Shakespeare Quotes

In my mind's eye

In my mind's eye

Hamlet:
My father—methinks I see my father—
Horatio:
Where, my lord?
Hamlet:
In my mind's eye, Horatio.
Horatio:
I saw him once, 'a was a goodly king.
Hamlet:
'A was a man, take him for all in all,
I shall not look upon his like again.
Horatio:
My lord, I think I saw him yesternight.
Hamlet:
Saw? who?
Horatio:
My lord, the King your father.

Hamlet has the most active imagination of all Shakespeare's characters. That he coined the phrase "In my mind's eye" is therefore not surprising—his inner life is vivid, and he surveys it often.

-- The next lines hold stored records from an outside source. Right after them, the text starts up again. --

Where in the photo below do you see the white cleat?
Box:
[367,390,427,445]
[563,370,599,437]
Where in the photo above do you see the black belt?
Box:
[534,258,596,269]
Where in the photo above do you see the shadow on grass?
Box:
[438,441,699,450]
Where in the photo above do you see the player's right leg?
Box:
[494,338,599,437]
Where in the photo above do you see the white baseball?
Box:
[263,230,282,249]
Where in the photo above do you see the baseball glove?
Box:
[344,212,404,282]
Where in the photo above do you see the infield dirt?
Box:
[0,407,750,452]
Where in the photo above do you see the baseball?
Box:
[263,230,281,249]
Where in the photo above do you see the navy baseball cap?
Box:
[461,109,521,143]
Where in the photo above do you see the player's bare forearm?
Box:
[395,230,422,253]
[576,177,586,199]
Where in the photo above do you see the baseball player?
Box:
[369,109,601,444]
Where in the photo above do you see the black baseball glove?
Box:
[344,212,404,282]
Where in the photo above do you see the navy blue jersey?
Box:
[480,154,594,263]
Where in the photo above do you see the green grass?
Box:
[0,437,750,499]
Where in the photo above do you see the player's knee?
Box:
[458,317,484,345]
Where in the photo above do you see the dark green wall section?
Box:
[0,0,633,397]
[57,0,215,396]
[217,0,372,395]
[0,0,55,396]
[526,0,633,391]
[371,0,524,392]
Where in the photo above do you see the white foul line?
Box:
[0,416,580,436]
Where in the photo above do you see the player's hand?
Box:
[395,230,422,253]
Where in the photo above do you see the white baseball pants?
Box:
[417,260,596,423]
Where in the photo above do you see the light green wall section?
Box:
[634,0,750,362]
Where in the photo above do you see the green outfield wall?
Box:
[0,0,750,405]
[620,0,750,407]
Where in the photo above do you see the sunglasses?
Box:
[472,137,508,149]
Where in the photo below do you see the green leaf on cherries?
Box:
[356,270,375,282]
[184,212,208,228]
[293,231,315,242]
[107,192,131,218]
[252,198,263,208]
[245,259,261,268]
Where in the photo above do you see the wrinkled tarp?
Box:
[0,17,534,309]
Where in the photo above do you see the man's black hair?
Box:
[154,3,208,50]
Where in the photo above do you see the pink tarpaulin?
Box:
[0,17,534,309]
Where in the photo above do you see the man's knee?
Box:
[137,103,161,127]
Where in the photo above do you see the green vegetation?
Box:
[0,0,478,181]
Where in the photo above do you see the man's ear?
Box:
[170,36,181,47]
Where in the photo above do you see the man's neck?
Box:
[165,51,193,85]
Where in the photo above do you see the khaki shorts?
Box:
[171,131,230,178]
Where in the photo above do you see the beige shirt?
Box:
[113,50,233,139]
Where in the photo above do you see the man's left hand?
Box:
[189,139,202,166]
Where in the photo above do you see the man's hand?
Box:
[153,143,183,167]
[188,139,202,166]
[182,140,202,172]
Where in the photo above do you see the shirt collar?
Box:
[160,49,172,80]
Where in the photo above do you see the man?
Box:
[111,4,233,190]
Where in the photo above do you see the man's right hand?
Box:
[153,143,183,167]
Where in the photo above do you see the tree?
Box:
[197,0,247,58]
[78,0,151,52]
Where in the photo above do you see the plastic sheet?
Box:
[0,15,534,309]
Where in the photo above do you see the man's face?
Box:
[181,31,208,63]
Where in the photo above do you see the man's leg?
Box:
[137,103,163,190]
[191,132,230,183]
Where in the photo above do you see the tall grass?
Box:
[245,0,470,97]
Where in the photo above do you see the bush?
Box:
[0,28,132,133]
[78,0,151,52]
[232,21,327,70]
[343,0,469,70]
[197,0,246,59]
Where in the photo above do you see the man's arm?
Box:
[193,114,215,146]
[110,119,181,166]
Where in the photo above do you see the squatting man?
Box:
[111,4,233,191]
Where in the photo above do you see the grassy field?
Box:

But Hamlet's coinage does come as a surprise to his levelheaded but shaken school chum Horatio. In the first scene of the play, the skeptical Horatio beheld, or thinks he beheld, the ghost of the former king, Hamlet's father. Hamlet's wistful "methinks I see my father" therefore unnerves his friend, whom a producer should probably instruct to whirl about to look for the ghost. Then Horatio, after assenting to Hamlet's idealizing assessment of his father's uniqueness, must break the unsettling news that Hamlet may indeed look upon his "like" again. Hamlet does, two scenes later.